Plaintiff Lawyers to Finra: End ‘Absurd’ Arbitrator Removal Practices

AdvisorHub

by Miriam Rozen

January 22, 2026

Investor advocates sent a letter to the Financial Industry Regulatory Authority demanding it “cease immediately” an “absurd practice” of allowing parties to remove prospective arbitrators from ranking lists if they had previously ruled against them in a similar case.

Finra’s recent practice of allowing for those removals “significantly deviates from case law” and tilts the scales to favor the industry in arbitration, according to the missive, which was signed by Michael Bixby, president of Public Investor Advocate Bar Association. The letter was addressed to Finra CEO Robert Cook.

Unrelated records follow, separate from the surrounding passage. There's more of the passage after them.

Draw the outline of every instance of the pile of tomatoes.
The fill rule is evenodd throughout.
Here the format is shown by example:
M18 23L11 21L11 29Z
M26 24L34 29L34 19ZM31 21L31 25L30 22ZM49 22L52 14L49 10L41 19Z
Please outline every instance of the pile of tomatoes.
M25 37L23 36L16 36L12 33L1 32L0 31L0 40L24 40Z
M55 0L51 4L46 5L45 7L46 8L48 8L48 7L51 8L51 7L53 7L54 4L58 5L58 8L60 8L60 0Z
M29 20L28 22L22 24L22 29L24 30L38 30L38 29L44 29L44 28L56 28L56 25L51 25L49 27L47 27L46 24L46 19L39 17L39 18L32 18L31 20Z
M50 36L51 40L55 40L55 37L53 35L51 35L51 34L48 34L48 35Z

PIABA’s letter comes after a court brief filed by Stifel Financial earlier this month in a lawsuit related to a string of claims tied to Chuck Roberts, a former star broker in Miami. Stifel informed the court, where it is seeking to overturn a $133 million arbitration award, that Finra had granted its request to remove two candidates from a list of potential panelists in an upcoming arbitration.

Finra agreed with the basis of Stifel’s argument that the chair of that panel demonstrated her bias by ruling against it in a prior case also involving Roberts.

“It is reasonable to infer” that arbitrators “are biased or lack impartiality” when they have earlier awarded “substantial damages and attorneys’ fees” in cases that involve the same firms, financial advisor, supervisors and products, Finra wrote in granting Stifel’s removal.

Finra’s move to eliminate the arbitrators from its list of prospective panelists means that Stifel will be able to preserve the strikes that it can use to narrow down the list of potential arbitrators. Under Finra rules, both sides receive three lists of potential panelists and can remove a set number from each for any reason.

“Finra’s current practice tilts the scales in favor of the industry, directly undermines the arbitration system, wastes Finra resources and erodes confidence in the fairness of Finra,” Bixby wrote. “Ultimately, it also punishes arbitrators who award damages against brokerage firms and sends an intimidating message that holding brokerage firms accountable for misconduct is frowned upon and may result in removal from future cases.”

Two lawyers who have represented firms in arbitration said previously that they supported Finra’s policy because claimants on both sides should be entitled to present their case to a blank slate of arbitrators and not forced to argue in front of one that has already shown how they view the same set of facts and circumstances.

Investors could also take advantage of the same policy, noted Tom Lewis of Stevens & Lee in New Jersey. “Any precedential value will be limited, but it will be offered to both sides,” Lewis said previously.

But it would be harder for investors to take advantage of the policy given each complaint is brought by a different individual and often by a different law firm.

“If Finra’s apparent logic were applied consistently, any arbitrator who previously heard a Wells Fargo case would have to be removed from all future Wells Fargo cases,” Bixby added. “Any arbitrator who heard a case involving structured products could never hear another structured products case. Any arbitrator who presided over a churning dispute would be forever barred from hearing another churning case.”